There were no associations of child weight or adiposity with methylation status at five years of age in this cohort. While previous studies have found associations with methylation and child adiposity, these tend to be gene-specific, targeted studies with methylation status at a younger age predicting body composition in later life [
18,
19,
40]. Our results suggest that change in weight and growth patterns rather than body composition at one time point in offspring may be guided by DNA methylation, particularly in early life, with our findings of weight centiles and BMI at six months of age being associated with some variation in methylation status in a subset of the sample group. There is a very powerful link between DNA methylation and aging, suggesting a plausible mechanistic role for variable DNA methylation patterns in controlling body composition trajectories as the child ages. This is consistent with the DOHaD hypothesis, which proposes that prenatal exposures can alter developmental trajectories [
41]. The DOHaD hypothesis highlights the link between the peri-conceptual period, fetal development, and early infancy with the subsequent development of metabolic disorders in later life [
42]. With DNA methylation patterns at birth being associated with child adiposity in later life [
18,
43], research is limited as to whether these patterns persist and are measurable in later life. These patterns of methylation may resolve or change as the child ages, and further research is required to determine this.
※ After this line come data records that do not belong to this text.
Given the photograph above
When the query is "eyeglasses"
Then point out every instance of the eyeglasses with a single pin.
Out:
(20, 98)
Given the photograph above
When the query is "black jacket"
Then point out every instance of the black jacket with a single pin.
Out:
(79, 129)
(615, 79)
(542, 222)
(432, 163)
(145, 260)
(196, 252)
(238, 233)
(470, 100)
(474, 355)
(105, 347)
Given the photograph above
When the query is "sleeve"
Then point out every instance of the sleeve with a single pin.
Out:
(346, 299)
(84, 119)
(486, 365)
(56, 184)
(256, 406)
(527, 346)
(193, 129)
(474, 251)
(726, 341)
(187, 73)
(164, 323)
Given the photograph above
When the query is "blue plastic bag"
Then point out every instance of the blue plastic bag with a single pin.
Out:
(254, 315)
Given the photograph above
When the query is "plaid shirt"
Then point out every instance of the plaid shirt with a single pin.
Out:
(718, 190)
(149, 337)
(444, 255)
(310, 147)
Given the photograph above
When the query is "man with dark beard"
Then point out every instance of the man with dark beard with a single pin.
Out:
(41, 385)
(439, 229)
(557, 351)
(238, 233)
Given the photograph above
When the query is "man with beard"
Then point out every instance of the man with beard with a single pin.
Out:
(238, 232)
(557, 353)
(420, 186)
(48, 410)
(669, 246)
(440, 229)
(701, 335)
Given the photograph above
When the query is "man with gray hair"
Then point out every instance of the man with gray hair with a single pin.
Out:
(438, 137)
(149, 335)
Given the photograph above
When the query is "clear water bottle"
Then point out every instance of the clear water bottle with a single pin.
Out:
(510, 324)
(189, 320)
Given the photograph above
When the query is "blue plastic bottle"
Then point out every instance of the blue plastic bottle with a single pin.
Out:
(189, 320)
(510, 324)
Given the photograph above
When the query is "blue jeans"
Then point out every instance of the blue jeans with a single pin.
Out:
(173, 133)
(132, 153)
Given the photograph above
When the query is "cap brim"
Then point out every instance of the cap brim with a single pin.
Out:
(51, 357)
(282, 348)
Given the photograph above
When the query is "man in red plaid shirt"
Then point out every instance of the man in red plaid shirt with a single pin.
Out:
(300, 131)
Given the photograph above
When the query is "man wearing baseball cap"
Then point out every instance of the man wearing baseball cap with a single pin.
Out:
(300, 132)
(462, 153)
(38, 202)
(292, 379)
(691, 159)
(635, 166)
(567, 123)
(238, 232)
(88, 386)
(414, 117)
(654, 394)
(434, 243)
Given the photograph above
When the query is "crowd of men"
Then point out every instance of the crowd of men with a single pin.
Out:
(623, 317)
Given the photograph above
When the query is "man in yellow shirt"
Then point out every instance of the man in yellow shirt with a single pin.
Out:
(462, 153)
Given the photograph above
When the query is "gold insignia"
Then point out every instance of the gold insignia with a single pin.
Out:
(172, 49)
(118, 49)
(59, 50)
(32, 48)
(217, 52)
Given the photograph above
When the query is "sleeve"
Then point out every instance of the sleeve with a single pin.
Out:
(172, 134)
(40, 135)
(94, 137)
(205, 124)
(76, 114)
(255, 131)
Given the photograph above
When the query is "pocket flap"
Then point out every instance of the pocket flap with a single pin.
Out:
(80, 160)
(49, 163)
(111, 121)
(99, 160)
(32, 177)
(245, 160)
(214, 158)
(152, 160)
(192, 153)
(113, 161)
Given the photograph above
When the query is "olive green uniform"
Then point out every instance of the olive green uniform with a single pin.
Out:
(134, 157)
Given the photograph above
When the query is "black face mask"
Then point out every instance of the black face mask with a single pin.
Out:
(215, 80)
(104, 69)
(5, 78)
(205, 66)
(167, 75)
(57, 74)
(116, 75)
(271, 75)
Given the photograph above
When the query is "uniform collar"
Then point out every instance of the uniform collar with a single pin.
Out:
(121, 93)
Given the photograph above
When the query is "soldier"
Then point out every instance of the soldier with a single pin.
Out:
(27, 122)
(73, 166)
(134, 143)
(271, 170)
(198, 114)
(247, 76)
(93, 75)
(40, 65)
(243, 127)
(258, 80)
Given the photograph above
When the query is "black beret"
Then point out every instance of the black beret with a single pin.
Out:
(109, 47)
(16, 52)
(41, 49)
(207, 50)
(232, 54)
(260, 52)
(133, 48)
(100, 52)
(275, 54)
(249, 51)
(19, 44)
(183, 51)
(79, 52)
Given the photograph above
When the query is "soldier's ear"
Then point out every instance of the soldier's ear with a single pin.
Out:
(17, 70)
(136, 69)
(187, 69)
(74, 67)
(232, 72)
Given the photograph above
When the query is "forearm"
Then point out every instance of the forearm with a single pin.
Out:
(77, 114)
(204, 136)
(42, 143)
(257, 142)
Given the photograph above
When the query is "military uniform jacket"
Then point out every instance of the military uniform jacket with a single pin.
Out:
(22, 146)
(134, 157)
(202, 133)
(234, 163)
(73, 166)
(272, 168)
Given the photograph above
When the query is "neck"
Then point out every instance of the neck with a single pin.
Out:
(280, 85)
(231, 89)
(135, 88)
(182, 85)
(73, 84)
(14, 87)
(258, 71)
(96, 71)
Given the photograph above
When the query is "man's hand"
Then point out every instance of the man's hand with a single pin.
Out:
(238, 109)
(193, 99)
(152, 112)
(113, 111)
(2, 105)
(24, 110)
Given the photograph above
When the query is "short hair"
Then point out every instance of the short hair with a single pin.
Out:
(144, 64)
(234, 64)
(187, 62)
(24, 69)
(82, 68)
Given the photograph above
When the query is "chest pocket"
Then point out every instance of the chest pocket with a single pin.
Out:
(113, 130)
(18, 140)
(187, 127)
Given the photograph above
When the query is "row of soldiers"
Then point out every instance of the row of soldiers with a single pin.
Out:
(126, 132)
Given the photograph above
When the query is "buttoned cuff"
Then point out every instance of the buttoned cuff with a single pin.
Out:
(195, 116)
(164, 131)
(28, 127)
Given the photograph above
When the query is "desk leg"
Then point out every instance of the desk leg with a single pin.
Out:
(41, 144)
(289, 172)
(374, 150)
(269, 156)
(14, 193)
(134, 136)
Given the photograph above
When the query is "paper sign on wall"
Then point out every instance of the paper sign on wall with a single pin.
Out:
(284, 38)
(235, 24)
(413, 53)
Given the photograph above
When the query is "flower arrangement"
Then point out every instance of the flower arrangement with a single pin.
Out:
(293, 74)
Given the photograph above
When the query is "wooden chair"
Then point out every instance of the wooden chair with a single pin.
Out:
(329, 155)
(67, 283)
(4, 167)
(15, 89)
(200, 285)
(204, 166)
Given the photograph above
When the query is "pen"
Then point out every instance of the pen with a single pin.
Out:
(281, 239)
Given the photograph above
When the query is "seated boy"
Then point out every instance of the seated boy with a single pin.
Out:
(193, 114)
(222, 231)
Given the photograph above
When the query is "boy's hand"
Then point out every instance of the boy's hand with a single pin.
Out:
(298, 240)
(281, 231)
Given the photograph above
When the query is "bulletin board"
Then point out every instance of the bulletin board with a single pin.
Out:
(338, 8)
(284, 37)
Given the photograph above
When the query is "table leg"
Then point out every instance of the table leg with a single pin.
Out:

This study has many strengths, including the utilization of an extensive DNA methylation array, the Illumina Infinum MethylationEPIC BeadChip Array, which allowed the investigation of 780,501 CpG sites in the salivary DNA. We also had extensive comprehensive information on the participants, with each of the body measurements being collected by trained research staff, as opposed to relying on self-reported measures. We had detailed information on the participants at numerous time points, both phenotypic data along with dietary data. This allowed us to investigate the timings of associations and how this may change. This analysis was not without limitations, however. While sufficient for exploratory analysis, with the current sample size, statistical power may be limited to detect more subtle alterations in the methylome, particularly in relation to the biological impacts of the dietary intervention five years postpartum. The DNA methylation profiles were derived from saliva samples, and methylation patterns can vary based on tissue type. Other DNA sources, such as adipose tissue or blood, may be more strongly related to child body composition. However, research on adolescent females has previously shown an association between salivary DNA methylation and body size [
20]. There also are various other epigenetic mechanisms, like histone modification, which may have a role here or may be more responsive to environmental stimuli. In addition, more sensitive measures of body composition, such as air displacement plethysmography or dual-energy X-ray absorptiometry, may be more suitable methods to detect subtle differences. This represents further avenues of investigation.
These findings may serve to elucidate the factors that influence long-lasting DNA methylation patterns and the mechanisms behind which environment factors impact child body composition. With current research recognizing the vital role that epigenetics has in programming for later health [
42], this research expands on this area with longitudinal findings related to children. We found that in this cohort, factors in pregnancy did not have a large or lasting impact on overall variation in DNA methylation status of offspring at five years of age. We also found that methylation patterns were not associated with current child body composition. These findings may be important in guiding future research in this area. Extensive longitudinal research is required, along with suitably powered randomized controlled trials, to investigate potentially time-sensitive long-term impacts of environmental factors during pregnancy on child DNA methylation patterns and those in later life.